Quietly: Theater review by David Cote
Two Irishmen walk into a bar… no, I’m not setting up a joke. Owen McCafferty’s three-man drama Quietly is dead serious; the only laughs come from idle insults hurled at a TV soccer match between Poland and Northern Ireland. Otherwise, we’re in for an emotionally brutal 75 minutes of grief and white-hot rage, with the faint hope of peace. As other writers have done before, McCafferty weaves a story about the Troubles, and the scars that civil conflict left on its characters.

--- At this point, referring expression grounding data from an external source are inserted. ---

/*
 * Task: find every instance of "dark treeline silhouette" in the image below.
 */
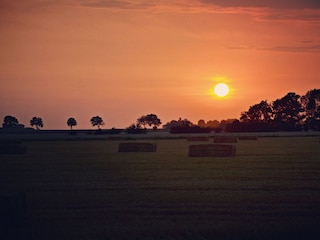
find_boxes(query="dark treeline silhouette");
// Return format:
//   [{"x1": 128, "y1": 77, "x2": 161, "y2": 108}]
[
  {"x1": 169, "y1": 89, "x2": 320, "y2": 133},
  {"x1": 1, "y1": 89, "x2": 319, "y2": 133},
  {"x1": 163, "y1": 118, "x2": 213, "y2": 133},
  {"x1": 137, "y1": 114, "x2": 162, "y2": 130},
  {"x1": 126, "y1": 114, "x2": 161, "y2": 134},
  {"x1": 195, "y1": 119, "x2": 236, "y2": 133},
  {"x1": 163, "y1": 118, "x2": 237, "y2": 134},
  {"x1": 1, "y1": 116, "x2": 40, "y2": 132},
  {"x1": 226, "y1": 89, "x2": 320, "y2": 132},
  {"x1": 125, "y1": 124, "x2": 147, "y2": 134}
]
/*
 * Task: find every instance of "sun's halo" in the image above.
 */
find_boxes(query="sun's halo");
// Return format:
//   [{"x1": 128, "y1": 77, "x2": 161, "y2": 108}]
[{"x1": 214, "y1": 83, "x2": 229, "y2": 97}]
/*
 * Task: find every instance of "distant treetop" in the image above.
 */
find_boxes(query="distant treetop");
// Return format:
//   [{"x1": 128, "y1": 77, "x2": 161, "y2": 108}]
[
  {"x1": 137, "y1": 114, "x2": 161, "y2": 129},
  {"x1": 90, "y1": 116, "x2": 104, "y2": 129},
  {"x1": 2, "y1": 115, "x2": 19, "y2": 128},
  {"x1": 67, "y1": 117, "x2": 77, "y2": 130},
  {"x1": 30, "y1": 117, "x2": 43, "y2": 130}
]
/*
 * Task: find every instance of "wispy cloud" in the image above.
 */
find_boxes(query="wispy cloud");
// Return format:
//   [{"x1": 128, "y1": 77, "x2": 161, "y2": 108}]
[
  {"x1": 199, "y1": 0, "x2": 320, "y2": 10},
  {"x1": 258, "y1": 44, "x2": 320, "y2": 53},
  {"x1": 226, "y1": 45, "x2": 254, "y2": 50},
  {"x1": 259, "y1": 9, "x2": 320, "y2": 24},
  {"x1": 198, "y1": 0, "x2": 320, "y2": 24},
  {"x1": 3, "y1": 0, "x2": 320, "y2": 12},
  {"x1": 77, "y1": 0, "x2": 157, "y2": 10},
  {"x1": 77, "y1": 0, "x2": 320, "y2": 10},
  {"x1": 76, "y1": 0, "x2": 320, "y2": 24},
  {"x1": 4, "y1": 0, "x2": 318, "y2": 26},
  {"x1": 225, "y1": 41, "x2": 320, "y2": 53}
]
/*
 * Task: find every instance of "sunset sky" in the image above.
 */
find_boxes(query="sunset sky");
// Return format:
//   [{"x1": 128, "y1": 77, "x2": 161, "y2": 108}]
[{"x1": 1, "y1": 0, "x2": 320, "y2": 129}]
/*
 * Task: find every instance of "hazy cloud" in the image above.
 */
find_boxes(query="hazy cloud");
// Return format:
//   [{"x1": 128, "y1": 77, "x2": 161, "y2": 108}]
[
  {"x1": 197, "y1": 1, "x2": 320, "y2": 25},
  {"x1": 260, "y1": 10, "x2": 320, "y2": 23},
  {"x1": 226, "y1": 41, "x2": 320, "y2": 53},
  {"x1": 78, "y1": 0, "x2": 157, "y2": 10},
  {"x1": 75, "y1": 0, "x2": 320, "y2": 25},
  {"x1": 3, "y1": 0, "x2": 320, "y2": 12},
  {"x1": 199, "y1": 0, "x2": 320, "y2": 9},
  {"x1": 0, "y1": 0, "x2": 74, "y2": 13},
  {"x1": 226, "y1": 45, "x2": 253, "y2": 50},
  {"x1": 259, "y1": 44, "x2": 320, "y2": 53}
]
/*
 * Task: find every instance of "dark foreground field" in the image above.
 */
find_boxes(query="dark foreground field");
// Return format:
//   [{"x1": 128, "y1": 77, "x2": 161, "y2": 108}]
[{"x1": 1, "y1": 136, "x2": 320, "y2": 239}]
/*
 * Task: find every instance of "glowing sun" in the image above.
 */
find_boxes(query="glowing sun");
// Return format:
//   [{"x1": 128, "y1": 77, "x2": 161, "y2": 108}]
[{"x1": 214, "y1": 83, "x2": 229, "y2": 97}]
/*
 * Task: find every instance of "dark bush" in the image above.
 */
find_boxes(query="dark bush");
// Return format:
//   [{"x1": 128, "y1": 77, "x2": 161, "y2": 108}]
[
  {"x1": 170, "y1": 126, "x2": 212, "y2": 134},
  {"x1": 188, "y1": 144, "x2": 236, "y2": 157},
  {"x1": 118, "y1": 142, "x2": 157, "y2": 152},
  {"x1": 105, "y1": 128, "x2": 123, "y2": 134}
]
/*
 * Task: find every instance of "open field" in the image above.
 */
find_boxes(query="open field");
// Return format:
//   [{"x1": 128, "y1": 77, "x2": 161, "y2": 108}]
[{"x1": 1, "y1": 136, "x2": 320, "y2": 239}]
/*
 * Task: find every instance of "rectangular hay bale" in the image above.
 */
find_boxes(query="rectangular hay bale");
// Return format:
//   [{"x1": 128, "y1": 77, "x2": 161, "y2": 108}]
[
  {"x1": 118, "y1": 142, "x2": 157, "y2": 152},
  {"x1": 213, "y1": 137, "x2": 238, "y2": 143},
  {"x1": 187, "y1": 137, "x2": 210, "y2": 141},
  {"x1": 188, "y1": 144, "x2": 236, "y2": 157}
]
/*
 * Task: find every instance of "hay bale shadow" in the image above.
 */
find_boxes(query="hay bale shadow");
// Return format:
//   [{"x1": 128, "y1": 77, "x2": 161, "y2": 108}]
[
  {"x1": 118, "y1": 142, "x2": 157, "y2": 152},
  {"x1": 213, "y1": 137, "x2": 238, "y2": 143},
  {"x1": 186, "y1": 137, "x2": 210, "y2": 141},
  {"x1": 188, "y1": 144, "x2": 236, "y2": 157}
]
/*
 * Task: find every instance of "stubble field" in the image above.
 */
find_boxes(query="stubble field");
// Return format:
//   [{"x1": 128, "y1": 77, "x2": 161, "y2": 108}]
[{"x1": 1, "y1": 136, "x2": 320, "y2": 239}]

We’re in a Belfast pub run by Polish immigrant Robert (Robert Zawadzki). Local man Jimmy (Patrick O’Kane) nurses a pint, waiting for an undefined meeting. Jimmy’s clearly agitated and when Ian (Declan Conlon) enters, we understand why: 36 years ago, when both men were teenagers, Ian lobbed a bomb into this same pub, killing six men suspected of being IRA sympathizers—including Jimmy’s father. That’s no spoiler: We learn it in the first 15 minutes.
The play unfolds in real time with the tension and urgency of Greek tragedy. We are witnessing an act of purgation, the re-creation of a cataclysmic moment and the release of decades of hate. O’Kane is harrowingly good, a bullet-headed knot of anger and bilious rue. Conlon’s stoical Ian is more contained, until he’s provoked past the paralysis of his guilt. And Zawadzki maintains a fine balance between the two, a gently comical observer, the bemused outsider. Jimmy Fay’s direction is rock solid and the terse, lean play grabs you by the throat and doesn’t let go. Over the years, I’ve seen plenty of pints drained and Irish woes recalled, but Quietly makes it seem as raw and wounding as yesterday.—David Cote
Irish Repertory Theatre (Off Broadway). By Owen McCafferty. Directed by Jimmy Fay. With Patrick O’Kane, Robert Zawadzki, Declan Conlon. Running time: 1hr 15mins. No intermission.